Marketplaces, BNPL Give ‘Analog’ Steel Industry a Shot at Optimized Pricing, Supply Chains

There’s nothing more representative of the smokestack economy, nothing more analog, even essential, than steel.

The steel industry itself is complex, global in scope, and comprises all manner of offerings: flat steel, rolled steel, steel used in structures. Agricultural firms need steel, water companies do too, and there’s no end of manufacturers who need the commodity.

And as we might expect in the smokestack economy, inefficiencies are hallmarks of sourcing and paying for it all.

Shep Hickey, CEO of online platform Bryzos, told Karen Webster that “There are certain sectors that have a decent amount of stock available and the pricing may not be all that volatile. Then there are other sectors that are in the midst of a supply shock, and it’s hard to find what you need.”

Add in the supply chain shocks that have dominated the pandemic right up into the present day, and firms scramble to find supply. In fact, if there’s any certainty in the steel industry, it’s that uncertainty reigns.

The landscape is ripe for a digital transformation — as Hickey noted, FinTechs have come a long way in just a few years. Technological capabilities have improved enough so that any number of players can congregate on the online platforms to get business done.

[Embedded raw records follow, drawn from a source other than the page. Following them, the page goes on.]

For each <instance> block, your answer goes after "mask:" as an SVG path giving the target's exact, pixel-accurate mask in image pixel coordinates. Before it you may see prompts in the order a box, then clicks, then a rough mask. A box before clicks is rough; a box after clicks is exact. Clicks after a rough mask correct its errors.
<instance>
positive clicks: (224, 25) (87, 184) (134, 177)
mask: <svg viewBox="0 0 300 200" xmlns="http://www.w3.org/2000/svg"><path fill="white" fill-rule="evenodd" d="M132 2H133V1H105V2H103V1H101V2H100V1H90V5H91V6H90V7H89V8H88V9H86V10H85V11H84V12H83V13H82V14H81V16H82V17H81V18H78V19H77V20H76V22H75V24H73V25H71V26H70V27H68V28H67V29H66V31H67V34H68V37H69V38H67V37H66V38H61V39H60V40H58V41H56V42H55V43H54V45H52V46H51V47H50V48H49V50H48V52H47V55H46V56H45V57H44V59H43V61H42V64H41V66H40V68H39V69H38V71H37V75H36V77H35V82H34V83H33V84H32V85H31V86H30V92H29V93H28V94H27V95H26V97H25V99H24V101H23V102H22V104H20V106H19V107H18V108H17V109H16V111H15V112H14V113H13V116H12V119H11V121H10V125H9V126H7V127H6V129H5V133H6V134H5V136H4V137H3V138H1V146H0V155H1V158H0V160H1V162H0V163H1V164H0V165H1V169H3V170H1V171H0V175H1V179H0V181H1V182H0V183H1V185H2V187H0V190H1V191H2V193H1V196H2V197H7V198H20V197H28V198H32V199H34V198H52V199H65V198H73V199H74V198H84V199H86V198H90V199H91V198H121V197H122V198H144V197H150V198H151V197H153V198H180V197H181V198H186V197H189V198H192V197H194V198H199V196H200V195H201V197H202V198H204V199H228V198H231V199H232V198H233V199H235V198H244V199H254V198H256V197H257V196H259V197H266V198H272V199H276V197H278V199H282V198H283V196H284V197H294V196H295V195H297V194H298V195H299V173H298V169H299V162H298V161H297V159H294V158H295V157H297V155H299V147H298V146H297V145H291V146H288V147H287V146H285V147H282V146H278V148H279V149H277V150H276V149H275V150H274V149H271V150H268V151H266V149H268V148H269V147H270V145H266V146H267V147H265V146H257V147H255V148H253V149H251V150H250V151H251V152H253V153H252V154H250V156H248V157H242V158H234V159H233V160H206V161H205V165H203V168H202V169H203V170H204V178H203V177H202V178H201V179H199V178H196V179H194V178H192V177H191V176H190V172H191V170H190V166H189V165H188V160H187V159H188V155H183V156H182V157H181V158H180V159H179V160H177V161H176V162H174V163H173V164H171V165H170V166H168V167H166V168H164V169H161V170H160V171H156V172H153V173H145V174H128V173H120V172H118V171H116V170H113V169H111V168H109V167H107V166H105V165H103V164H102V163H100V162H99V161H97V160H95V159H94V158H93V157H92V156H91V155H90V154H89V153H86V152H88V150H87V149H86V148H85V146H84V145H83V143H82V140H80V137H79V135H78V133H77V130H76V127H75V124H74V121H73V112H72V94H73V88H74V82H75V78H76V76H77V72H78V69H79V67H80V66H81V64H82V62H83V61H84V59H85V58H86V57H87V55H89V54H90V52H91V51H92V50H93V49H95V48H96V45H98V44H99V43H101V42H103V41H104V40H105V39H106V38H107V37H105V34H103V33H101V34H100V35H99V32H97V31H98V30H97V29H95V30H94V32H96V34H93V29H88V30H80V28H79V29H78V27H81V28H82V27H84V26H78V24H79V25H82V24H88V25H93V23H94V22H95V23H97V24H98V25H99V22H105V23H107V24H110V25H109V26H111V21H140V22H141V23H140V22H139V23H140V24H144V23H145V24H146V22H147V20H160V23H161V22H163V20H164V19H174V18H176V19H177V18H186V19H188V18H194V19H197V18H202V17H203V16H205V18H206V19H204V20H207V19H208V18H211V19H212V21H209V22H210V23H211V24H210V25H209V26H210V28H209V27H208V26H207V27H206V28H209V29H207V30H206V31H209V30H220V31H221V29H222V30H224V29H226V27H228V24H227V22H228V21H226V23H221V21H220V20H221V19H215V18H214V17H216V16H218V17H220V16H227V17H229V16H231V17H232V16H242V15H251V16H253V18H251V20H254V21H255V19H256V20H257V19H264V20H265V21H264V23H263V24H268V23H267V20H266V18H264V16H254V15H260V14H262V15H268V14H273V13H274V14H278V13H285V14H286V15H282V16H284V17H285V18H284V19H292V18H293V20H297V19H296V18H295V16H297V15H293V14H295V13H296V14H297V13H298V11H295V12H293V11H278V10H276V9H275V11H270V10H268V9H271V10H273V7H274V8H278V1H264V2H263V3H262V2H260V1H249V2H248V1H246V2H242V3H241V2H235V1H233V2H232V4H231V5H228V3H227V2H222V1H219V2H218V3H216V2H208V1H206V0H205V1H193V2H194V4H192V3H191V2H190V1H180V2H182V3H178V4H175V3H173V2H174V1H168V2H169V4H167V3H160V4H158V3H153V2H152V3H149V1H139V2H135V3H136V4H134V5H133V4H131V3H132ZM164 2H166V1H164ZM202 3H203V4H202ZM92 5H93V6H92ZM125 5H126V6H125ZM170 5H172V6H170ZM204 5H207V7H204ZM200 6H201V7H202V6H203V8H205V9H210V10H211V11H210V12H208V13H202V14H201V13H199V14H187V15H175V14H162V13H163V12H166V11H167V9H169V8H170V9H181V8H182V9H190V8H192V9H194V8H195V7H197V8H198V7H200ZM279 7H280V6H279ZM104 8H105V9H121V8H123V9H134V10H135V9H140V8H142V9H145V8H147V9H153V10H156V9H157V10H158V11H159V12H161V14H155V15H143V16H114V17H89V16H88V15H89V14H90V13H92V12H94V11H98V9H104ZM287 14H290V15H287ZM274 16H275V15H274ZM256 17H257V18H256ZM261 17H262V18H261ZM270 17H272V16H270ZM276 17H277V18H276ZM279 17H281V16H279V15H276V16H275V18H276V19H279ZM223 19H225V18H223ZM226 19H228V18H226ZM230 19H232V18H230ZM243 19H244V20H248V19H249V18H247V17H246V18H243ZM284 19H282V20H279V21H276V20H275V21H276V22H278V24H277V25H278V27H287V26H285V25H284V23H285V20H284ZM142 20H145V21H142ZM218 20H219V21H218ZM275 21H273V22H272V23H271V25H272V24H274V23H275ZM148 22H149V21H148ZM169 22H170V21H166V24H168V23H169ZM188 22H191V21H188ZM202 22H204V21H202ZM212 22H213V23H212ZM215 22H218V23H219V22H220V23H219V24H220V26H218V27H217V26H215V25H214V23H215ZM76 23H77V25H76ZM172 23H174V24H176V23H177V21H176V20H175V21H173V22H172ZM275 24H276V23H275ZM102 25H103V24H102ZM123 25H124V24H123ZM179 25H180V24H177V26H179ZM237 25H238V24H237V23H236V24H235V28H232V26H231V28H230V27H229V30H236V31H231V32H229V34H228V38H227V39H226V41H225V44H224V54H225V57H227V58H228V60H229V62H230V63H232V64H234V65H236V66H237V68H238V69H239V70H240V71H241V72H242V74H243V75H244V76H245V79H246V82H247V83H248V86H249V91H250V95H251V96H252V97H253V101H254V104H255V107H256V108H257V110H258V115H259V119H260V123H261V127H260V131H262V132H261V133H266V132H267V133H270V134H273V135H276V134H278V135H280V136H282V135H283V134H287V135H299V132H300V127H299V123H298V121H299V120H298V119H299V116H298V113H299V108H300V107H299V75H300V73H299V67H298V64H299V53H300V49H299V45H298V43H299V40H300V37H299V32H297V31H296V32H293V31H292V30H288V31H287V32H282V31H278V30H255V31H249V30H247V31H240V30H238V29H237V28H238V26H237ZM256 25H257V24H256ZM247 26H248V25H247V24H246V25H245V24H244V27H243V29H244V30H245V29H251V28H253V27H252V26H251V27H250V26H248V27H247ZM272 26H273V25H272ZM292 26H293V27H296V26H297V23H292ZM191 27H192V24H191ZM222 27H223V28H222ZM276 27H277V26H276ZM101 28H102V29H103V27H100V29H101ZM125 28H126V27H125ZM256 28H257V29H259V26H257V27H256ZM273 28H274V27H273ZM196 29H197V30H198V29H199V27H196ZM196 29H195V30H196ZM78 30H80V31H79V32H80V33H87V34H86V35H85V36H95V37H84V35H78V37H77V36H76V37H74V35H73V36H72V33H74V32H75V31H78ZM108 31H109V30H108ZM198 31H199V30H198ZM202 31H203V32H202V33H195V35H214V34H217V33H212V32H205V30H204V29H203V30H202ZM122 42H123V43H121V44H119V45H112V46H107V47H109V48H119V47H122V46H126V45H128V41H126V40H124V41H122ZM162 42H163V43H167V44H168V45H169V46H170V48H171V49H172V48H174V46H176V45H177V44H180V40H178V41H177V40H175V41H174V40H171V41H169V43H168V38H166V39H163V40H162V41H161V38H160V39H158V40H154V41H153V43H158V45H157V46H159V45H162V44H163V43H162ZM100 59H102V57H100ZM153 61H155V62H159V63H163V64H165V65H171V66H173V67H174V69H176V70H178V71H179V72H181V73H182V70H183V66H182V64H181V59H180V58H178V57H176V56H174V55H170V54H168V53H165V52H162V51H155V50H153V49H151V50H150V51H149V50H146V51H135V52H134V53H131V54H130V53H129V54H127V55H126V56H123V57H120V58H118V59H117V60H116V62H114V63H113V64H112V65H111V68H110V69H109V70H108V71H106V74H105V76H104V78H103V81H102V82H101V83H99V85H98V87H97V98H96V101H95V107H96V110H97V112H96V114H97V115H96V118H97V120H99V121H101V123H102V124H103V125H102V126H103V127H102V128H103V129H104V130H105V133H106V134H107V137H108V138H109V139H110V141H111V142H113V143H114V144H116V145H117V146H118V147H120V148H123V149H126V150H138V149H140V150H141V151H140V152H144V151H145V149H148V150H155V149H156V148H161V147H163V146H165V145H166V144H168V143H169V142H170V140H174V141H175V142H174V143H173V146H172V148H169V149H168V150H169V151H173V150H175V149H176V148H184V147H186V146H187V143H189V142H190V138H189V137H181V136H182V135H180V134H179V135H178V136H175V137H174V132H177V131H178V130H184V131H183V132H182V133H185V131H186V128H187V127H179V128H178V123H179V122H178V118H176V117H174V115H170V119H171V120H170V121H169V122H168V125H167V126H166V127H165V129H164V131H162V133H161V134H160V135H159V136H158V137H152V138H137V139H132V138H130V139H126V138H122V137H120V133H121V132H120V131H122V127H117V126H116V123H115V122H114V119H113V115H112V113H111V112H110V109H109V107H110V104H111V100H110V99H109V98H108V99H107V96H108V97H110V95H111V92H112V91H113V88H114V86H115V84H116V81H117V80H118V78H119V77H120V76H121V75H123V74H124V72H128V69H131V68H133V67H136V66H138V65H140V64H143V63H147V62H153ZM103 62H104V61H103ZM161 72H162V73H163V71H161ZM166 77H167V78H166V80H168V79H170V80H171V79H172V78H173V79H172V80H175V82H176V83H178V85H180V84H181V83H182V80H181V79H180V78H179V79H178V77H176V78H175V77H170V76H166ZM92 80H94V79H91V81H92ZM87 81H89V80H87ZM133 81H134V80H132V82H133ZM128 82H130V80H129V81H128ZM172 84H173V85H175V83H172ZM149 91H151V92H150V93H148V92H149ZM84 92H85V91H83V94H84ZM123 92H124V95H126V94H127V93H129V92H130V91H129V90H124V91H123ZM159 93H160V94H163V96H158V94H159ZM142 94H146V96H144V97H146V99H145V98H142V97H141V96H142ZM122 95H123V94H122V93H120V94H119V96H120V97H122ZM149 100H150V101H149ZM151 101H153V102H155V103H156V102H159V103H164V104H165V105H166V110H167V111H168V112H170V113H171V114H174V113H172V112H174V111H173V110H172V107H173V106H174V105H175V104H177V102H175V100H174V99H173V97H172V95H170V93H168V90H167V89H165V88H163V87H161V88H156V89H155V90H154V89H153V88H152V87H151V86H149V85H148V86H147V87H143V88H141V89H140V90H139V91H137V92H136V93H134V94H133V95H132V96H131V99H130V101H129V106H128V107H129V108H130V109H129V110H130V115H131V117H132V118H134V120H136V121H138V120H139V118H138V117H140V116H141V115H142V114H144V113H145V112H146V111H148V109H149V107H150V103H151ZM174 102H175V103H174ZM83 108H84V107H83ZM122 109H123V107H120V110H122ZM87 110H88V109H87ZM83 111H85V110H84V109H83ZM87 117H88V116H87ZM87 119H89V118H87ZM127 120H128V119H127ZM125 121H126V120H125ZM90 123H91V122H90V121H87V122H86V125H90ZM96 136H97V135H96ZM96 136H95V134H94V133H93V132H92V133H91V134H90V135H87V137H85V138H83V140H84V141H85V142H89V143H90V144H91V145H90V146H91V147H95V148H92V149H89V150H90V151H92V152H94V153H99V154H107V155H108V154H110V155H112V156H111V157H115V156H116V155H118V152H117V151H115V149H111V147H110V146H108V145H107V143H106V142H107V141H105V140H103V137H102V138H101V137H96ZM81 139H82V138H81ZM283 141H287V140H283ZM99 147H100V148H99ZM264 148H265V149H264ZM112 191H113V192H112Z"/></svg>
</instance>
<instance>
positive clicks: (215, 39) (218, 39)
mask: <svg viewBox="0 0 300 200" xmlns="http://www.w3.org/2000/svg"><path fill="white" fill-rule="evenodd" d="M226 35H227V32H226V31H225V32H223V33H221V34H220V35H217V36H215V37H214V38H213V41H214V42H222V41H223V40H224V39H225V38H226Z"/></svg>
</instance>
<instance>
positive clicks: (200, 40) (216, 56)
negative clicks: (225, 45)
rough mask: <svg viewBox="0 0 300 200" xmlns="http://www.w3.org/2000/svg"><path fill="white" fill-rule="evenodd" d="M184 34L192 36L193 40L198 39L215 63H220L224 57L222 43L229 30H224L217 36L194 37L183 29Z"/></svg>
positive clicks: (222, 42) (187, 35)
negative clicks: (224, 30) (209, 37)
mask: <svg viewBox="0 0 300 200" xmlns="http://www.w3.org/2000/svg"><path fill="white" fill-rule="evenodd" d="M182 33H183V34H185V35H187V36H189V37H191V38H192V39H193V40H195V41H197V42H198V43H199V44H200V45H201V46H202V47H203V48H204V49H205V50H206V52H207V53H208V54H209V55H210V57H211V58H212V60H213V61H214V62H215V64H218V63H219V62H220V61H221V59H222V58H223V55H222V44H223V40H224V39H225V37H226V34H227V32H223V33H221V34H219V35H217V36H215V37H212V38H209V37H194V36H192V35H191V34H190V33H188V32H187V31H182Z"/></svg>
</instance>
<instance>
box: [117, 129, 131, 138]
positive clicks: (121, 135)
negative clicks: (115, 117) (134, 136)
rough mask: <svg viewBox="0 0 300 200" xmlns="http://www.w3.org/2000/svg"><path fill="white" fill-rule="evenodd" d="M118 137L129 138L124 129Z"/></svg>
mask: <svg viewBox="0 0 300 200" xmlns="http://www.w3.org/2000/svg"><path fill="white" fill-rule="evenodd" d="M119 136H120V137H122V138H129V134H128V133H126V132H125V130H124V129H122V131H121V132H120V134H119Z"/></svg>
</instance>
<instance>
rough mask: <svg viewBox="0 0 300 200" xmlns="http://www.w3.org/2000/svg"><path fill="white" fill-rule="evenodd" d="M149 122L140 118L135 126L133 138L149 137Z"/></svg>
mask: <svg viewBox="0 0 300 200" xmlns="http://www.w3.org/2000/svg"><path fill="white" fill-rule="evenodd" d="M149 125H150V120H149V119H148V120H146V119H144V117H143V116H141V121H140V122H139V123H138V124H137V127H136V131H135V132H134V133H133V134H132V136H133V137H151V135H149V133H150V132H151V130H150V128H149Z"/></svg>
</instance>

See also: Tech Solutions for Payments Are Central to Optimizing Supply Chain

The platform operates as an online steel marketplace that facilitates trade between buyers and sellers.

Those buyers and sellers operate across several verticals, including energy, automotive and infrastructure. In terms of the mechanics, the online marketplace facilitates anonymous transactions to both parties until the deals are done and closed (through Bryzos’ checkout and documentation processes).

The Payments and BNPL Components 

There’s a buy now, pay later component, where liquidity is improved as payments are advanced by Bryzos’ financial partners to the sellers — and collected later from the buyers.

Hickey likened the model to a real-time network of supply that gets the steel where it needs to go and to the firms that need it.

With those mechanics, Bryzos, he said, seeks to make sourcing and buying a bit less unwieldy. The platform model also addresses credit and terms — and improves on the industry’s dynamics. It doesn’t make sense amid the traditional channels, he added, that a distributor can be willing to buy steel and then be willing to buy the steel “again” if the buyer defaults.

Every dollar of revenue is a dollar of liability, in other words. The sellers are less concerned with the speed of the payment than they are with the certainty/guarantee of the payment.

The Old Ways  

It’s a marked improvement against the traditional distribution model that has been around for decades — where a contract is struck and paid for, and the steel is delivered four months hence.

With the online channels, “You can almost think of it as crowdsourcing,” said Hickey, “and you’re paying what the market is really bearing right now — and reaching across the supply chains.”

Read also: Transaction Disputes Rise as Supply Chain Disruptions Persist

Against that backdrop, he said, the actual steps taken during a transaction are not all that different than what is seen with other eCommerce models (just think of the deals getting done in a different “room”).

As payments become more intuitive, and easier to do online, it’s only natural that analog industries — dominated, previously, by invoices and paper checks — would follow suit.

“We’re in the middle of the bell curve as far as acceptance of eCommerce in a general sense,” he said of the steel players.  COVID has been a tailwind as more employees work from home and the workplace is skewing younger and more digitally savvy.

Education and Persistence  

None of this is to say that fashioning an online marketplace for an analog arena is an easy task.

Hickey recounted to Webster that Bryzos, which has 950 firms transacting across its digital channels, had to gain critical mass over a long gestation period.

Liquidity is critical for an online marketplace (and lack of liquidity has killed digital platforms in decades past).

Hickey, whose pre-Bryzos career has roots in the steel industry, recalled the pressures of having to convince initial groups of buyers and suppliers to take the leaps of faith required to join the platform.

“But as people see the need for business done this way, it has its own virtuous cycle,” said Hickey.  After all, suppliers want to maximize capacity and efficiencies. And buyers want to maximize their purchasing efforts. Online models, he said, foster price optimization and even democratize the industry a bit.

“In normal markets,” he said, a bit tongue in cheek, “a supplier will sell to their ‘kids’ and their ‘kids’ friends. In markets like this, they just sell to their ‘kids’.”

He said that the greenfield opportunity is significant, as Hickey estimated that roughly 1% of the industry (as measured in sales and in the hundreds of billions of dollars the industry spends each year overall) is transacting across the platform.

“We’ve found ways to create enough value through BNPL and operational efficiencies that … buyers and suppliers are gaining the trust and confidence that this marketplace works for them,” he told Webster.